- Date: 9–14 May
- Edition: 5th
- Surface: Clay
- Location: Shymkent, Kazakhstan

Champions

Singles
- Emilio Nava

Doubles
- Antoine Bellier / Gabriel Décamps
| Shymkent Challenger |

= 2022 Shymkent Challenger =

The 2022 Shymkent Challenger was a professional tennis tournament played on clay courts. It was the fifth edition of the tournament which was part of the 2022 ATP Challenger Tour. It took place in Shymkent, Kazakhstan between 9 and 14 May 2022.

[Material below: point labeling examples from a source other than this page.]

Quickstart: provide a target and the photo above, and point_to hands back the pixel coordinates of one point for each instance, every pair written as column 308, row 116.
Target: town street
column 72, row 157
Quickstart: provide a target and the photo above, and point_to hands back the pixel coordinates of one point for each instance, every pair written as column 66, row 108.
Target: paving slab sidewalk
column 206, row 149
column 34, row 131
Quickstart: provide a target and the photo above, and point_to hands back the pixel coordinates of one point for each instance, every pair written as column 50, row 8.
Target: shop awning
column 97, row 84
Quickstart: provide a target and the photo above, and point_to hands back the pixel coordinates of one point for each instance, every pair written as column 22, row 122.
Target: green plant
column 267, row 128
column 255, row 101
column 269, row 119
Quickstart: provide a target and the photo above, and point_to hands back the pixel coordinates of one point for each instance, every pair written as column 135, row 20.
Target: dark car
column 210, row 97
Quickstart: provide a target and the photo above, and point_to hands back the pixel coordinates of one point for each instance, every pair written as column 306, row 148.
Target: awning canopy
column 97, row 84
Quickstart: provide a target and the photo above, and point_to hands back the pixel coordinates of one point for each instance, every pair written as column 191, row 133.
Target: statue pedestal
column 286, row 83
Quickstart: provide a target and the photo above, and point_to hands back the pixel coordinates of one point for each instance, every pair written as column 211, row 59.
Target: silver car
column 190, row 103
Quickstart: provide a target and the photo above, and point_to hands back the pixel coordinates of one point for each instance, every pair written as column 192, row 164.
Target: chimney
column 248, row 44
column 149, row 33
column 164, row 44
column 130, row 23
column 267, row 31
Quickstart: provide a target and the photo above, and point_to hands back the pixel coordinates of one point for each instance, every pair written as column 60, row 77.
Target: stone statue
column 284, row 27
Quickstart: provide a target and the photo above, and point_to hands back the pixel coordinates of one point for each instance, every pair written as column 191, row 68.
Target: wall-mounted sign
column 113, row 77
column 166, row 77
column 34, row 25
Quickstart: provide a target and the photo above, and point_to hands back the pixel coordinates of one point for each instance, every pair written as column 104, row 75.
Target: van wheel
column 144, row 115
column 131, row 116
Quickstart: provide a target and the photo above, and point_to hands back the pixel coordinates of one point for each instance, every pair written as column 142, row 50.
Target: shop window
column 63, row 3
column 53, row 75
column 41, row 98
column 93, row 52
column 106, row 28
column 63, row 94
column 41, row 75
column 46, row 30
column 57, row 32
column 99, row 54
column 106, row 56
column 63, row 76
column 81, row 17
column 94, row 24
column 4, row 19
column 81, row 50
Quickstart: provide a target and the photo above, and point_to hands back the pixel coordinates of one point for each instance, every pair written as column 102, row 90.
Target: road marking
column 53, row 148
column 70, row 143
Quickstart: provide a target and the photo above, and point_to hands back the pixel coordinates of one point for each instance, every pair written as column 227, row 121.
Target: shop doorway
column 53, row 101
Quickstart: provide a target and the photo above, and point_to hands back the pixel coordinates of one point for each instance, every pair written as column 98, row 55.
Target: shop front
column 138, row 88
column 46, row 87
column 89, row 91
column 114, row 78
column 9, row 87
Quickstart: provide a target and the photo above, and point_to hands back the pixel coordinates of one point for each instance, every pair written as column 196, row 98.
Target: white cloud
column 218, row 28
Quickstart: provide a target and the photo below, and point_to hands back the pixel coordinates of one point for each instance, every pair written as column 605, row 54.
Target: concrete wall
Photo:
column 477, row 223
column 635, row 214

==Singles main-draw entrants==

===Seeds===

| Country | Player | Rank^{1} | Seed |
|---|---|---|---|
| USA | Tennys Sandgren | 179 | 1 |
| TUR | Altuğ Çelikbilek | 184 | 2 |
|  | Alexander Shevchenko | 248 | 3 |
| UKR | Illya Marchenko | 251 | 4 |
| ESP | Nicolás Álvarez Varona | 278 | 5 |
| JPN | Kaichi Uchida | 282 | 6 |
|  | Evgeny Karlovskiy | 286 | 7 |
| ROU | Filip Jianu | 298 | 8 |

- ^{1} Rankings are as of 2 May 2022.

===Other entrants===
The following players received wildcards into the singles main draw:
- KAZ Grigoriy Lomakin
- GEO Aleksandre Metreveli
- KAZ Beibit Zhukayev

The following players received entry into the singles main draw using protected rankings:
- BEL Joris De Loore
- ITA Matteo Donati

The following players received entry into the singles main draw as alternates:
- BRA Gabriel Décamps
- USA Emilio Nava
- Evgenii Tiurnev

The following players received entry from the qualifying draw:
- Yan Bondarevskiy
- GER Sebastian Fanselow
- BUL Alexandar Lazarov
- IND Mukund Sasikumar
- UKR Eric Vanshelboim
- USA Evan Zhu

==Champions==

===Singles===

- USA Emilio Nava def. GER Sebastian Fanselow 6–4, 7–6^{(7–3)}.

===Doubles===

- SUI Antoine Bellier / BRA Gabriel Décamps def. GER Sebastian Fanselow / JPN Kaichi Uchida 7–6^{(7–3)}, 6–3.